Deep Reinforcement Learning Transformers in StarCraft II

Final Presentation
Top images represent the actual game. Bottom images represent a simplified version of the actual game to allow faster training.

Checkpoint 2 link

Final Writeup link

Video Presentation link

Presentation link

Introduction

StarCraft II is a real-time strategy video game where two players fight against each other to win the game by destroying each other’s infrastructure. StarCraft II can be seen as a game that requires higher level strategic planning (often called macromangement or “macro” for short) and lower level planning and controls (often called micromanagement or “micro” for short). With DeepMind’s Python component of the StarCraft II Learning Environment (SC2LE), individual “micro”-level tasks that one can expect to see in a full match of StarCraft II are available as separate simulations to test the capabilities of artificial intelligence agents.

Both of us have been avid players of the game in the past and have a very deep understanding of the game. This naturally led us to question how deep learning and reinforcement learning can be applied to the game and evaluate the performance of our models, given our knowledge of the game.

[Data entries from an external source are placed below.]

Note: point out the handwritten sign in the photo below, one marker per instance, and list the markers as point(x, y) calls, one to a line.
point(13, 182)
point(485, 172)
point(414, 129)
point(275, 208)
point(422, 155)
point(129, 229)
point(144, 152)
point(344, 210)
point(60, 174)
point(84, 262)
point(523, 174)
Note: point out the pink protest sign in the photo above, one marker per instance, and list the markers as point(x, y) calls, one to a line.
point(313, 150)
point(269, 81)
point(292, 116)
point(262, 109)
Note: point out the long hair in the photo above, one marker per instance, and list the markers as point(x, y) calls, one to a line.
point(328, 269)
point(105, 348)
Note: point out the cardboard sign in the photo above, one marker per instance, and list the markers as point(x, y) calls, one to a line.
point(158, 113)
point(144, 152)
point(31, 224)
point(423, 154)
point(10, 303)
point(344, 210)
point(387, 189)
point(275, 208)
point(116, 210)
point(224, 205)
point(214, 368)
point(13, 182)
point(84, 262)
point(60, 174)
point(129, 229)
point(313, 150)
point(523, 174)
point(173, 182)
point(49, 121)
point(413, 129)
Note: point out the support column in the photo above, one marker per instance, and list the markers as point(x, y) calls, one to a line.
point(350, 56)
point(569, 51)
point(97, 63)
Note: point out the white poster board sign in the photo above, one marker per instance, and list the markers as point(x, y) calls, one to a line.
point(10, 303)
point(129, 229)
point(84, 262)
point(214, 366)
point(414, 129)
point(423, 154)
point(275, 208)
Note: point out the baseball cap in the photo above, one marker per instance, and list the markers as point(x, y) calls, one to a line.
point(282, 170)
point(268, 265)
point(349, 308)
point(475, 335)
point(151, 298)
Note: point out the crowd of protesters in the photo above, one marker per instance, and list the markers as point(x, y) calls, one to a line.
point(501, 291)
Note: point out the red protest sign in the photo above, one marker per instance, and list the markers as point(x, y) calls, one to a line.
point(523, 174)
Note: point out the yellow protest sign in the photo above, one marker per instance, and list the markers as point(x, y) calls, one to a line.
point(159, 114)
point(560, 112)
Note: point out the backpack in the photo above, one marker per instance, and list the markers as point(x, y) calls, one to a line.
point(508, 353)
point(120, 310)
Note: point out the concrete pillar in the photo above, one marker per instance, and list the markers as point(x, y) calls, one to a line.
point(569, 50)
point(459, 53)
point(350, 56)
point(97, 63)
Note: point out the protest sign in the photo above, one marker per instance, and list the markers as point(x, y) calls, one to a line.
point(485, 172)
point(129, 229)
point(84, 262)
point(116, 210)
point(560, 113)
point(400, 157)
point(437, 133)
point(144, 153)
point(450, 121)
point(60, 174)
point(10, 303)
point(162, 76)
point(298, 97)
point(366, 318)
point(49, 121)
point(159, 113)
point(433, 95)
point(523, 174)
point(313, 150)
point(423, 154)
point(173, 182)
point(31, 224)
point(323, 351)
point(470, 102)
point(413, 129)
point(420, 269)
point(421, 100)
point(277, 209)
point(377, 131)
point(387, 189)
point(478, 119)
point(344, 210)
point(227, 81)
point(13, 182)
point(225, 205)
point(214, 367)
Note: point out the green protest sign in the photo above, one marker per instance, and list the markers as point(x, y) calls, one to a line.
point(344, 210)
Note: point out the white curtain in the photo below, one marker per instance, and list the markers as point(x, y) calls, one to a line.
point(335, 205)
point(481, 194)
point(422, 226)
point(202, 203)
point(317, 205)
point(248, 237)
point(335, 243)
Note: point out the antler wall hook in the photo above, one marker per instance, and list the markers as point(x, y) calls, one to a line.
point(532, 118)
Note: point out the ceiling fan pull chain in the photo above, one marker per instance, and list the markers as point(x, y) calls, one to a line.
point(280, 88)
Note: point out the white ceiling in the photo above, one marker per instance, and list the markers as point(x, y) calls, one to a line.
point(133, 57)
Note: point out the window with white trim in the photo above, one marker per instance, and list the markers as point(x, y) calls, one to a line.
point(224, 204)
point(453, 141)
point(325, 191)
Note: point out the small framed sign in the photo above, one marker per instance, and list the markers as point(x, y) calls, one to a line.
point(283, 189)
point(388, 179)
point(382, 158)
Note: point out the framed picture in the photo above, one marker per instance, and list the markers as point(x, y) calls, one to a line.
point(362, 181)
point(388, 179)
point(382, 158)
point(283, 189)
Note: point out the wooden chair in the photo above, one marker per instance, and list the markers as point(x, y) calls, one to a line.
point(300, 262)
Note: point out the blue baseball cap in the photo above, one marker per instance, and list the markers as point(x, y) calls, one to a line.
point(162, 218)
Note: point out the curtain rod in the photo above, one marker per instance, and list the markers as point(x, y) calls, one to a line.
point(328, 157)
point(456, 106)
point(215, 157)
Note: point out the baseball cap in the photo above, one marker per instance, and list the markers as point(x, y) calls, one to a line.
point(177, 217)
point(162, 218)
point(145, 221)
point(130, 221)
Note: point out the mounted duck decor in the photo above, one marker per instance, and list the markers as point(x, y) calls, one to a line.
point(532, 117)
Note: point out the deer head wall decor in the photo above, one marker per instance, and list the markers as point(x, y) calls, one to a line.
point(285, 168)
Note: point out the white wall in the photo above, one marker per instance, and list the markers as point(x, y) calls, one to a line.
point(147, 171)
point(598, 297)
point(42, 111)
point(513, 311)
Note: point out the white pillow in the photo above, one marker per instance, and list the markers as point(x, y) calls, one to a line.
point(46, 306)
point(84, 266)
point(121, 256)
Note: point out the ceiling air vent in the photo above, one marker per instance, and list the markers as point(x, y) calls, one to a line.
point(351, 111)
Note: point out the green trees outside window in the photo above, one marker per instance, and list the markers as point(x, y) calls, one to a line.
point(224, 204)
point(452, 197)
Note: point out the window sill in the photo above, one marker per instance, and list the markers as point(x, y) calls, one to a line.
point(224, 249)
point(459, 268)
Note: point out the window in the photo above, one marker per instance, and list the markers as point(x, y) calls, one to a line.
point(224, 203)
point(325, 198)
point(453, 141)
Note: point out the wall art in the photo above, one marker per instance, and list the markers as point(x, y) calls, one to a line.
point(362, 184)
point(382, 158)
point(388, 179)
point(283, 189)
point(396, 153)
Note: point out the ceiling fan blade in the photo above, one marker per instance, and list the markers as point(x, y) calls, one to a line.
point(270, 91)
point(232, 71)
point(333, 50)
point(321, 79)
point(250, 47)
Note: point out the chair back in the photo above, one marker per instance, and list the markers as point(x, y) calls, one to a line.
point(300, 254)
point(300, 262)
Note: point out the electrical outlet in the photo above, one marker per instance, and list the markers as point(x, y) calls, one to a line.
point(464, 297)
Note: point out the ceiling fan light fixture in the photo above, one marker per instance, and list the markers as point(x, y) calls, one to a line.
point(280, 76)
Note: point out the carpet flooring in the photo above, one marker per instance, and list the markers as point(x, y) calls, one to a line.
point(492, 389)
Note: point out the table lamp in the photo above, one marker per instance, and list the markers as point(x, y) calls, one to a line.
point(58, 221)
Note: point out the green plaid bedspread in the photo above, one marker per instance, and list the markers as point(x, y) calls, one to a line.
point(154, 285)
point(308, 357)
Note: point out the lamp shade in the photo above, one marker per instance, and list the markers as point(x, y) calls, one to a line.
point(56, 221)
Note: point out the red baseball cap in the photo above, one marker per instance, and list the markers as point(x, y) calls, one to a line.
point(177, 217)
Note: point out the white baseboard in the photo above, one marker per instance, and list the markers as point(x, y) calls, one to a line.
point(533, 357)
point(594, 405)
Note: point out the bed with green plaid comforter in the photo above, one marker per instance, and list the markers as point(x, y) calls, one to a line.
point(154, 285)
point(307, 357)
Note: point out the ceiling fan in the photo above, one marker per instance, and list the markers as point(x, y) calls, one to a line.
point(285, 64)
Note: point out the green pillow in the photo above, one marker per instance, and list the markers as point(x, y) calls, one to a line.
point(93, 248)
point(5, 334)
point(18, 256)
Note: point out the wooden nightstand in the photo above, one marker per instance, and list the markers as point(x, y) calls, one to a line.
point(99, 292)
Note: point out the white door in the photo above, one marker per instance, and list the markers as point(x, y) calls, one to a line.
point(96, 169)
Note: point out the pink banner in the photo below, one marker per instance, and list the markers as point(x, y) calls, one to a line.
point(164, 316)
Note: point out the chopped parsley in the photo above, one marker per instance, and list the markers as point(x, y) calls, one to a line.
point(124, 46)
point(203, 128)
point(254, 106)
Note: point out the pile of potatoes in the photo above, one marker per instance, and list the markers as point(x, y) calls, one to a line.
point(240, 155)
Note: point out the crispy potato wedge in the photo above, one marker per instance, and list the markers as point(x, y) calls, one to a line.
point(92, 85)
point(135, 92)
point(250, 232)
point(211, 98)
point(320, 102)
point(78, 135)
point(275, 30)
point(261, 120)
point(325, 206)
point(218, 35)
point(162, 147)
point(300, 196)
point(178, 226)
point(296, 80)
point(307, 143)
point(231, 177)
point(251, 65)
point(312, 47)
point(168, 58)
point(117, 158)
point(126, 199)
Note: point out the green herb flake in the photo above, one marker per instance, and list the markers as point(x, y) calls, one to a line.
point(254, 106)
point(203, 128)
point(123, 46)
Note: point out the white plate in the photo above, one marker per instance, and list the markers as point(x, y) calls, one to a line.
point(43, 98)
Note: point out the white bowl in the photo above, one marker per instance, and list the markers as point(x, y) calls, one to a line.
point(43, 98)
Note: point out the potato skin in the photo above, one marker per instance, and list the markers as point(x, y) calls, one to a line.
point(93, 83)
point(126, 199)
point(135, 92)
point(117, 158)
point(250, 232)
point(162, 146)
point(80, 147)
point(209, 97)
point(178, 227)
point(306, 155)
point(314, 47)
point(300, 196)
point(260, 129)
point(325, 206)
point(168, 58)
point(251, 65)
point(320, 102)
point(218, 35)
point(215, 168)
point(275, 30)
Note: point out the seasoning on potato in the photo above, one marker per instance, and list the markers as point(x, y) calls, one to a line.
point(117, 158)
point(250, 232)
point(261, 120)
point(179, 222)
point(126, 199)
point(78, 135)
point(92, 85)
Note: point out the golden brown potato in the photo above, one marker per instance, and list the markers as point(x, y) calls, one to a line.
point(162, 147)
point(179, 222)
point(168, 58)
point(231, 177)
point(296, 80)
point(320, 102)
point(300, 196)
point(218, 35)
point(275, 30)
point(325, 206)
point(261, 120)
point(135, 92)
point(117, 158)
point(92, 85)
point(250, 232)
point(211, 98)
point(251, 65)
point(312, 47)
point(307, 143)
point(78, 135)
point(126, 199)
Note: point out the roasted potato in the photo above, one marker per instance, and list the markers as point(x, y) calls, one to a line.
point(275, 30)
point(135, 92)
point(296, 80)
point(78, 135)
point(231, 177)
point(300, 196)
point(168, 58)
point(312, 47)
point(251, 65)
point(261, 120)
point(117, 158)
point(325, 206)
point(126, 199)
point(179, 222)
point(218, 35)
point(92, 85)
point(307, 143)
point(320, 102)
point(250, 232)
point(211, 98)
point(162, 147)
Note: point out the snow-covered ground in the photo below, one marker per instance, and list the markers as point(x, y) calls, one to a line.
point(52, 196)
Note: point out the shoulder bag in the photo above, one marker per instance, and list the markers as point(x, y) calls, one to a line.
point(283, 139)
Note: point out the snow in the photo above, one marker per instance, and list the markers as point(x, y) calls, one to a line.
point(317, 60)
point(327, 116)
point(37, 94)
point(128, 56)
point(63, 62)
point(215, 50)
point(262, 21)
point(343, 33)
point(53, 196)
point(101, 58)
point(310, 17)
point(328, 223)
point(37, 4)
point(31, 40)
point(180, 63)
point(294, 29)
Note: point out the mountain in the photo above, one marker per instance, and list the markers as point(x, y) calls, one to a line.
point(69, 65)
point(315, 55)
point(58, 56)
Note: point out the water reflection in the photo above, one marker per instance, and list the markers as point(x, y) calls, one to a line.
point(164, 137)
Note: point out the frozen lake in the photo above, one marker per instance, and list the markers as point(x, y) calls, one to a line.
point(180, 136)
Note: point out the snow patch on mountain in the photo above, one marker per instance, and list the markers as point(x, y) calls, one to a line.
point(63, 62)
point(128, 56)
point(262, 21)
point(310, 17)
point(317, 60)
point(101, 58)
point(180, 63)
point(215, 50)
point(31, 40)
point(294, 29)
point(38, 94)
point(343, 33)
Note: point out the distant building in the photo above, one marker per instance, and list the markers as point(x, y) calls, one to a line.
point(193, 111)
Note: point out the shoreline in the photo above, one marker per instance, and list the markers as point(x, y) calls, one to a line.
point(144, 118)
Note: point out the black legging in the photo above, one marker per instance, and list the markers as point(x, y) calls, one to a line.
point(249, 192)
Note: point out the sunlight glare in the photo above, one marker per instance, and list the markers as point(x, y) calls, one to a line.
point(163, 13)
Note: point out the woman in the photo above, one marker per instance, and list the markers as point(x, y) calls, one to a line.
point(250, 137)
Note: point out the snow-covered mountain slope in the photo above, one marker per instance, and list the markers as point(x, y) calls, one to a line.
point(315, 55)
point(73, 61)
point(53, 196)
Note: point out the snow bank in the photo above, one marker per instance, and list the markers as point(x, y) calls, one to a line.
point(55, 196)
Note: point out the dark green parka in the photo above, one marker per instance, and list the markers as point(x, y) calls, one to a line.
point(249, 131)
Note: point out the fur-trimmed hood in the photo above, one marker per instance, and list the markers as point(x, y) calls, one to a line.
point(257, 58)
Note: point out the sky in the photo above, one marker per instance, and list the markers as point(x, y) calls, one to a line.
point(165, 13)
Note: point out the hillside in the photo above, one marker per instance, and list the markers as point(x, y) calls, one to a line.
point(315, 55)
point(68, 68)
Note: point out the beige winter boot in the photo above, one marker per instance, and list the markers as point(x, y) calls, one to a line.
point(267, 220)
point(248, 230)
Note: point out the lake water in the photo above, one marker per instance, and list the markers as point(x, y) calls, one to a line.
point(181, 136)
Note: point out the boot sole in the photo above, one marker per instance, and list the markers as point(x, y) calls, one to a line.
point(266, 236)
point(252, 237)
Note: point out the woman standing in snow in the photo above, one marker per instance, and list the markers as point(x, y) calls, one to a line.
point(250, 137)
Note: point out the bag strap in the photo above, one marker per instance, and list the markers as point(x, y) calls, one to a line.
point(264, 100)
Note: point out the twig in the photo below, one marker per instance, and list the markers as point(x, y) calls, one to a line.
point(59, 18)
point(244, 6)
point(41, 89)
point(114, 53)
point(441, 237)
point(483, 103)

The SC2LE’s simulations model the tasks we want to solve as a Markov decision process which leads us to solve these tasks with reinforcement learning. We will combine our knowledge of deep learning from this course and our background in reinforcement learning to create deep reinforcement learning models to solve the tasks.

Related Work

The most complex and well-known work in StarCraft II AI is the AlphaStar from DeepMind (which is rumored to be still playing on the game servers against unfortunate human players that were matched with AlphaStar). While AlphaStar plays full matches of StarCraft II instead of simulation tasks and is beyond the scope of this project, we will discuss major components that DeepMind used to build AlphaStar that can guide us towards creating our own model. AlphaStar’s model is a multi-agent reinforcement learning algorithm that utilizes both transformers and LSTM to deal with the large action space of the game and long-term sequence modelling. A full match of the game requires deciding between a large range of actions which includes actions such as choosing buildings to construct, army units to build, where to move existing army units, and so on. Unfortunately, DeepMind does not release implementation details.

DeepMind AlphaStar

The most popular implementations of SC2LE are Reaver and another from Autonomous Systems Labs. These two implementations are based off of research by DeepMind and Blizzard which used FCCN and FCCN + LSTM. Main contributions of both Reaver and ASL are the implementations of A2C and PPO with FCCN (Fully Convolutional Neural Network) because the original paper does not release implementation details. Another main contribution from Reaver is the optimized training framework for those with access to no more than one computer. Reaver can speed up training from a single machine up to 1.5 times. FCCN is believed to be used to maintain the spatial information all the way up until the output, which is the action of the agent. Because the two most popular implementations use FCCN, we can take away with the knowledge that the importance of spatial information from each frame of the game must be regarded highly within the community.

Reaver ASL SC2LE Research

Data

The data will be collected by running simulations of the game, and each data point will be an image frame. However, the image frame won’t be exactly the same as the simulation itself. SC2LE has an option to output a simplified version of the image frame.

Methodology

While our tasks will not require such a large range of actions as AlphaStar, we wish to utilize transformers and RNNs to test their respective performance. The SC2LE research and the community has worked with CNNs and FCNNs, but the use of transformers or RNNs (basic RNN, GRU, and LSTM) has not been done within the community of SC2LE.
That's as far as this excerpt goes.